Short answer: Cleanor is useful because it treats duplicate photos and similar photos as related but different cleanup jobs. Exact repeats can often be reviewed faster. Similar shots need more judgment because one version may still be the clear keeper.

That distinction matters. A photo cleaner becomes much less trustworthy when it treats every near-duplicate like an obvious throwaway. The better workflow groups related shots together and helps you keep the strongest version before removing the rest.

Duplicate photos vs similar photos

  • Duplicate photos are true repeats or effectively identical copies.

  • Similar photos are near-duplicates, burst-style sequences, or several shots of the same moment.

  • Duplicates are usually faster to review.

  • Similar photos need side-by-side judgment so you keep the best shot.

Why grouped review works better

Grouped review reduces context switching. Instead of scrolling through a full library and trying to remember what looked similar three minutes ago, you review related images together. That is the practical advantage behind Cleanor for iPhone.

What to look for in a strong photo-cleanup workflow

  • A clear separation between duplicates and near-duplicates.
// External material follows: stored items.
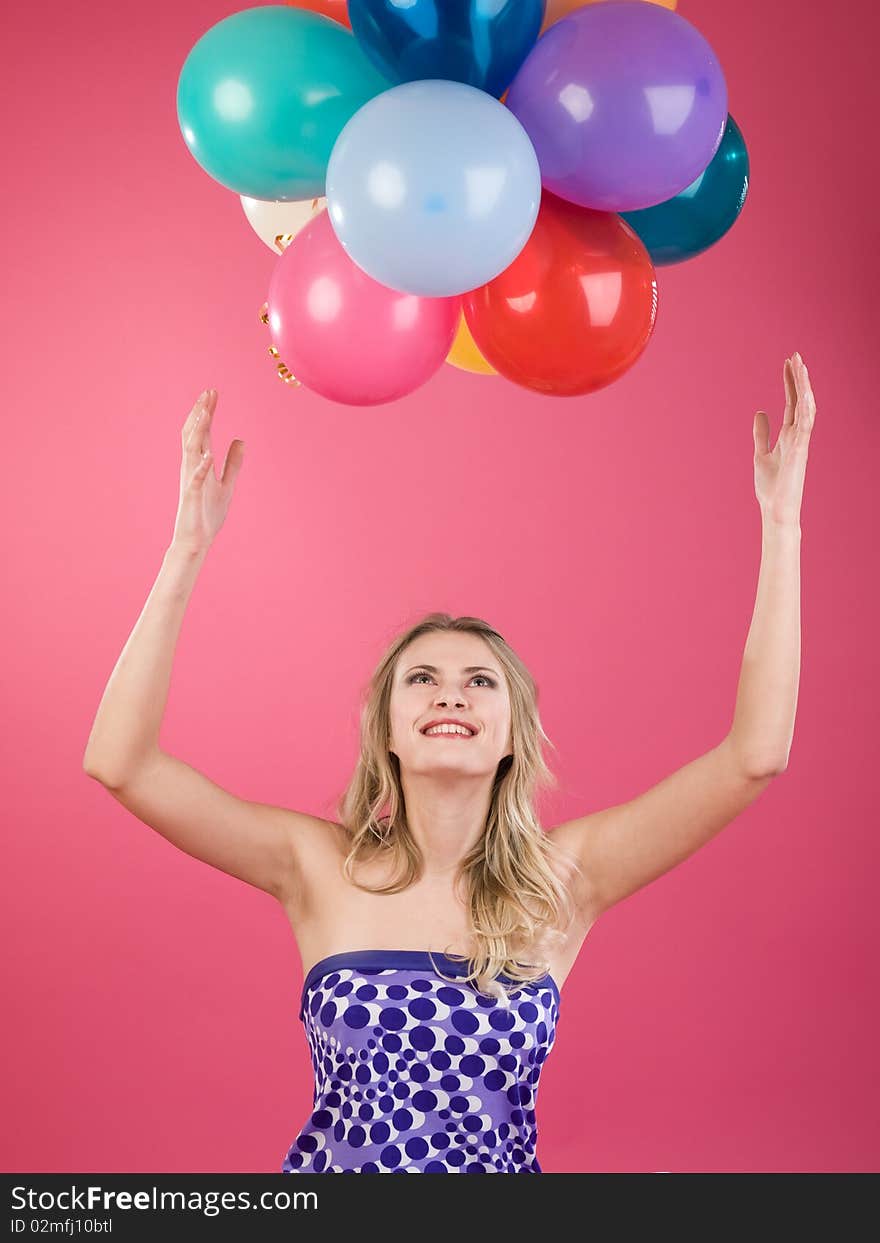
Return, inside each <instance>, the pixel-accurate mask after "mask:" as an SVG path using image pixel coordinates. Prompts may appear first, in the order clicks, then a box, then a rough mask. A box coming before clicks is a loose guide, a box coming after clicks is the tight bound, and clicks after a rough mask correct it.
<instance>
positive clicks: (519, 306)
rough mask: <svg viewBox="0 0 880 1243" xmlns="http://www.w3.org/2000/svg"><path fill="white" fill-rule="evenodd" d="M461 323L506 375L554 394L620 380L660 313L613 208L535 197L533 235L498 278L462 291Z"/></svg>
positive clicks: (629, 244) (585, 387)
mask: <svg viewBox="0 0 880 1243" xmlns="http://www.w3.org/2000/svg"><path fill="white" fill-rule="evenodd" d="M462 308H464V313H465V319H466V321H467V327H469V328H470V329H471V336H472V337H474V341H475V342H476V344H477V348H479V351H480V353H481V354H482V357H484V358H485V359H486V362H487V363H491V365H492V367H493V368H495V369H496V372H498V374H500V375H503V377H505V379H508V380H512V383H513V384H520V385H521V387H522V388H527V389H533V390H534V392H537V393H546V394H549V395H551V397H577V395H579V394H582V393H593V392H595V389H600V388H604V387H605V385H607V384H612V383H613V382H614V380H615V379H618V378H619V377H620V375H623V373H624V372H626V370H628V369H629V368H630V367H631V365H633V363H634V362H635V360H636V358H638V357H639V354H640V353H641V352H643V349H644V348H645V346H646V344H648V338H649V337H650V334H651V332H653V331H654V323H655V319H656V313H658V285H656V277H655V273H654V265H653V262H651V260H650V255H649V254H648V250H646V247H645V246H644V244H643V241H641V239H640V237H639V236H638V235H636V232H635V231H634V230H633V229H630V226H629V225H628V224H626V221H625V220H623V219H621V218H620V216H619V215H618V214H616V213H614V211H595V210H593V209H592V208H582V206H578V205H577V204H574V203H568V201H567V200H566V199H559V198H557V196H556V195H554V194H549V193H548V191H547V190H543V191H542V195H541V208H539V210H538V218H537V220H536V221H534V229H533V230H532V234H531V236H529V239H528V241H527V242H526V245H525V246H523V249H522V250H521V251H520V254H518V255H517V257H516V259H515V260H513V262H512V264H511V265H510V266H508V267H506V268H505V271H503V272H501V273H500V275H498V276H496V277H495V280H492V281H488V283H487V285H481V286H480V287H479V288H476V290H470V291H469V292H467V293H465V295H462Z"/></svg>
  • Enough preview context to keep the best version with confidence.

  • Easy movement from obvious wins into harder photo decisions.

  • No pressure to clean everything in one pass.

What people usually ask next

  • What counts as a similar photo? Usually several shots of the same subject, moment, or burst where only one or two versions really deserve to stay.

  • Can I still review manually? Yes, but grouped review is usually faster once the library gets large.

  • Should I clean screenshots first instead? Often yes if screenshots are the obvious low-risk clutter category.

If you want the task pages next, open Duplicate photos and Similar photos. If you want the trust answer, read Is Cleanor Safe?.

The best photo cleaner is not the one that deletes the most. It is the one that helps you keep the best version with the least confusion.